On Japan’s Outerwear Obsession
- Words Alex Rakestraw
- Date October 11, 2017
In the pantheon of menswear, Japan sits on the main altar. Through a reputation for quality (and a dash of inaccessibility), the island nation’s native brands have consistently floated to the top of their category, no matter how eclectic. Yet, whether it be Visvim’s handsewn tribalwear or Descente’s high-performance ski gear, a single red thread links each collection: for both Japanese brands and their customers worldwide, outerwear is king.
Japanese menswear brands live and die by their outerwear. While logo tees are a financial necessity, it is coats and jackets that give logos meaning.

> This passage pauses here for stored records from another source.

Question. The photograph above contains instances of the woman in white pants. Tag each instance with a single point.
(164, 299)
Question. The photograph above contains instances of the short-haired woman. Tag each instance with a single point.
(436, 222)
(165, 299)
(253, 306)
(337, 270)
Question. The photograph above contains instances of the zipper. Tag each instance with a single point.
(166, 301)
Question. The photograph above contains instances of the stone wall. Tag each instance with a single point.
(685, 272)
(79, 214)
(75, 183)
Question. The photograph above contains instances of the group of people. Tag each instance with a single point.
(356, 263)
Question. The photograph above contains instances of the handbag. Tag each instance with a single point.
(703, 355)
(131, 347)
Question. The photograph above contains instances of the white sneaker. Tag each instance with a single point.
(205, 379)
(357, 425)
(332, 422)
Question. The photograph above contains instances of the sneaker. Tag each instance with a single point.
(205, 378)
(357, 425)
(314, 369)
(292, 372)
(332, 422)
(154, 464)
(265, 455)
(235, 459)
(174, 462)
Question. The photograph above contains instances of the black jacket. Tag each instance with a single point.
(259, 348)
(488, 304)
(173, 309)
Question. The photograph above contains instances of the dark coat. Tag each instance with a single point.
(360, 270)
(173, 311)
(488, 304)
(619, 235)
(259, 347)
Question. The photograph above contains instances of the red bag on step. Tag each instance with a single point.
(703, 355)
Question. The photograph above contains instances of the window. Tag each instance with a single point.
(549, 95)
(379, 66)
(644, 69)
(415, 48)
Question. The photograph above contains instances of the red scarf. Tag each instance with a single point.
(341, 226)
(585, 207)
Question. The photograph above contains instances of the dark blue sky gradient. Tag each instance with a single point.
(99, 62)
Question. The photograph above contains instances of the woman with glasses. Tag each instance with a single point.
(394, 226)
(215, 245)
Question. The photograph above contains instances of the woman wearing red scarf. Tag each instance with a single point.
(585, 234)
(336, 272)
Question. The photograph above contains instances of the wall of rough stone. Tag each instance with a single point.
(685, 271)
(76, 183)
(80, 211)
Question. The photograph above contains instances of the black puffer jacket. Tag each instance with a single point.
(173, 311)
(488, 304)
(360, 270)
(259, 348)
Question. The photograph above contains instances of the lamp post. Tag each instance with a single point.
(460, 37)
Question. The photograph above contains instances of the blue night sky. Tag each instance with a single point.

For technical brands like nanamica and White Mountaineering, coats are a proof of concept; for workwear brands like Kapital and Nonnative, jackets are the final touch; for designer lines like Undercover and Junya Watanabe, outerwear is the largest canvas of all, a space for the artist to isolate signal from noise with one cocooning garment. Western brands have even tried to capitalize on this penchant for parka, with The North Face and Tilak launching Japan-only diffusion lines focused almost exclusively on sleek outer layers.
It’s no surprise, then, why Uniqlo has staked so much on producing the best cheap down sweaters: in Japan, the coat rules all categories. Yet, despite this broad cultural foundation, the history of Japan’s outerwear obsession as we know it is less than eighty years old.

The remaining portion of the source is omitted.